BELLA: Oh, Edward, Edward, I love you and I would do anything to be with you, even though I don't deserve it because you are a beautiful god and I am a lowly human mortal! I will go and put myself in mortal danger another way even though I am supposedly headstrong and independent because you hurt me!
EDWARD: I cannot resist my beautiful Bella! I will come to your rescue multiple times because my love for you is strong! But alas, I cannot go near you or I will not be able to overcome my base vampiric urges!
BELLA: Even though you tell me I am beautiful I shall continue to not believe it! Do not go, Edward! Turn me into a vampire!
EDWARD: No! I cannot! I won't tell you why! I will be Cryptic and Mysterious because women find that hot!
Wash, rinse, repeat.
I've read synopses of the three published books and I'm left even more chilled than before. Edward leaves her because he is a danger to her, she becomes depressed, tries to kill herself because she can't live without her vampire love, agrees to marry Edward when this council of vampires decree she needs to be turned, has second thoughts about it, agrees to marry him anyway, and breaks her friend Jacob's heart.

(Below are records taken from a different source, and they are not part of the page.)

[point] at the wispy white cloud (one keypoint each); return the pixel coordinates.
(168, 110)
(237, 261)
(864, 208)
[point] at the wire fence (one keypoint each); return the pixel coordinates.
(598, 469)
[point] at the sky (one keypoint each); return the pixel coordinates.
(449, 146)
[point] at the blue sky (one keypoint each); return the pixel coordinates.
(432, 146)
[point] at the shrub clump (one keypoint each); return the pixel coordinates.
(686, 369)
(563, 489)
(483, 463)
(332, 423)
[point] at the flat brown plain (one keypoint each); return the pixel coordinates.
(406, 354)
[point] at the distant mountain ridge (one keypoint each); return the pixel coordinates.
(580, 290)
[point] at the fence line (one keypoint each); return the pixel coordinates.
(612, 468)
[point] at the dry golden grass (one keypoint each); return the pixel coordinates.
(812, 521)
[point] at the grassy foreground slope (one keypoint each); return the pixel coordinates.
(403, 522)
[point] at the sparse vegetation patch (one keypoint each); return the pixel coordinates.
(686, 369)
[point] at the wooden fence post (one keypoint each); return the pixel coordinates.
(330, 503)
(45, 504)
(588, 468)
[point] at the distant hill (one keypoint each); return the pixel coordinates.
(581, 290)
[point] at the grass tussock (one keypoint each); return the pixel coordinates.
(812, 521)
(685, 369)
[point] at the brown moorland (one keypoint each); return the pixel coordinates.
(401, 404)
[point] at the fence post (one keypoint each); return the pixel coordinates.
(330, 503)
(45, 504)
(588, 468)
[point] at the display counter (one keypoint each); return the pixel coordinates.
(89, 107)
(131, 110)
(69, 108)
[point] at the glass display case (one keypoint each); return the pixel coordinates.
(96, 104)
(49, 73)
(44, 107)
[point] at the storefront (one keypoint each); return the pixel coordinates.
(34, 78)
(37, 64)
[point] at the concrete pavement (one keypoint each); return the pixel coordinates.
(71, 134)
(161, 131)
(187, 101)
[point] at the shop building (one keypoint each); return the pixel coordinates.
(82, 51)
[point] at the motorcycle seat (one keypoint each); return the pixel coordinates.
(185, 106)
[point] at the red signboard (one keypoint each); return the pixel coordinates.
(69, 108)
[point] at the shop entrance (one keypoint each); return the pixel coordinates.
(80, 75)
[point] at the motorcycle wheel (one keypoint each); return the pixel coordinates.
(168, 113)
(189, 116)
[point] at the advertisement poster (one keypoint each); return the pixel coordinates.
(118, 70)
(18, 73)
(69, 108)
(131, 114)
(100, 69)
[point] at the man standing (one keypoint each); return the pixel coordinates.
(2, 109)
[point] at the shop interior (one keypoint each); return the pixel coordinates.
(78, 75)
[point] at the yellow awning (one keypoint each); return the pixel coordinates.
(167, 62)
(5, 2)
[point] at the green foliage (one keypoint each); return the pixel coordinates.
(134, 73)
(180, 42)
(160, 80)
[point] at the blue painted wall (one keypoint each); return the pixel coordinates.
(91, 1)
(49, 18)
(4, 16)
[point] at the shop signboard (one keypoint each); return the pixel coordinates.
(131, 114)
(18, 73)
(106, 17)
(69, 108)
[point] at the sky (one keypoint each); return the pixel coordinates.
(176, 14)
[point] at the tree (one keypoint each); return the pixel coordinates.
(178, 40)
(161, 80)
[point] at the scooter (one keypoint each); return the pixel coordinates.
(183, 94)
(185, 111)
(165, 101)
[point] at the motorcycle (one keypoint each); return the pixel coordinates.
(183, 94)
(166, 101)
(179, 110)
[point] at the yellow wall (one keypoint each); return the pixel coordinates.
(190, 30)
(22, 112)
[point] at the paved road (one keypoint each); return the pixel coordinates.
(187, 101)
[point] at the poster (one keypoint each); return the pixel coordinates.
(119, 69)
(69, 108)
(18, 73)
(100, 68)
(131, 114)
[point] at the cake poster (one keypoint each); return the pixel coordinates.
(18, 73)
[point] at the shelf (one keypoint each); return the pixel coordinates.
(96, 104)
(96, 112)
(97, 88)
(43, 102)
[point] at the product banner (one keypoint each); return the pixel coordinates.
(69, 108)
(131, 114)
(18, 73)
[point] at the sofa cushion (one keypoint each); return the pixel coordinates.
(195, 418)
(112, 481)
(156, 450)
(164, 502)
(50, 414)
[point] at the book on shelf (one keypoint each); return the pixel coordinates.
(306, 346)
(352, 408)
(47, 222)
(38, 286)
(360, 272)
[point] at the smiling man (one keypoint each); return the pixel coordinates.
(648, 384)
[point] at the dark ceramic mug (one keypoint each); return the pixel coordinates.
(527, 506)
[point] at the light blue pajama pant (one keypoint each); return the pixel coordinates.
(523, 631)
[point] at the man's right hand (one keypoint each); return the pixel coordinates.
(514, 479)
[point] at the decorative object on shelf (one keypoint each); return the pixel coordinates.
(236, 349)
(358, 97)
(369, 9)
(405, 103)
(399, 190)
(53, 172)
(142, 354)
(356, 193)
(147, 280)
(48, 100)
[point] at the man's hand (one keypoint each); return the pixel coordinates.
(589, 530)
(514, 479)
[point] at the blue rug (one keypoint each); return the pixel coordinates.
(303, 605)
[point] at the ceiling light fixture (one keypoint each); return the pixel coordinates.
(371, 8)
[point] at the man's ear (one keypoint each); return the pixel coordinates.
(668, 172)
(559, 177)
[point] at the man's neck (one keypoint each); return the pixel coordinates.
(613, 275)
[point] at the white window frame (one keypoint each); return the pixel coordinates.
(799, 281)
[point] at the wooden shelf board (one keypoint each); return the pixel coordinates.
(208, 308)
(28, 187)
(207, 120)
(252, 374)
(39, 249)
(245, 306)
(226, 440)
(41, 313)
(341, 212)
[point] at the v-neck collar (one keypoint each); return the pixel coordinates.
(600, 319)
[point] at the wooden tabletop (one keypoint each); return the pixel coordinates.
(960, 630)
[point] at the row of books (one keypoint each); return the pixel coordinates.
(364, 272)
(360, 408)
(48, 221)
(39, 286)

My question is, where are the psychiatrists during all of this? Suicidal tendencies due to her co-dependency? That is a serious issue. Also, the fact that she agrees to marry Edward at the tender young age of eighteen is immensely frightening, although I probably shouldn't be saying anything because Bear proposed and I accepted when we were twenty. (I will say that we are not married yet and we both intend to establish our own individual lives before we consider tying the knot officially.) Had these books been set in the Victorian era, I probably wouldn't have thought twice about it. But marriage at 18 in this day and age is rare and although I am technically engaged, the thought of being married right now is really creepy. I'm still only a kid and Bella's even younger than me.
All I can say is that the entire book series offends me to the very marrow. My romantic heart isn't moved by the book, it skitters away in fear. Bella and Edward's relationship is unequal at best and doesn't seem to be based on anything aside from physical attraction. By all rights I should love this book. Hello, gothic tropes! But instead it makes me disgusted at every page.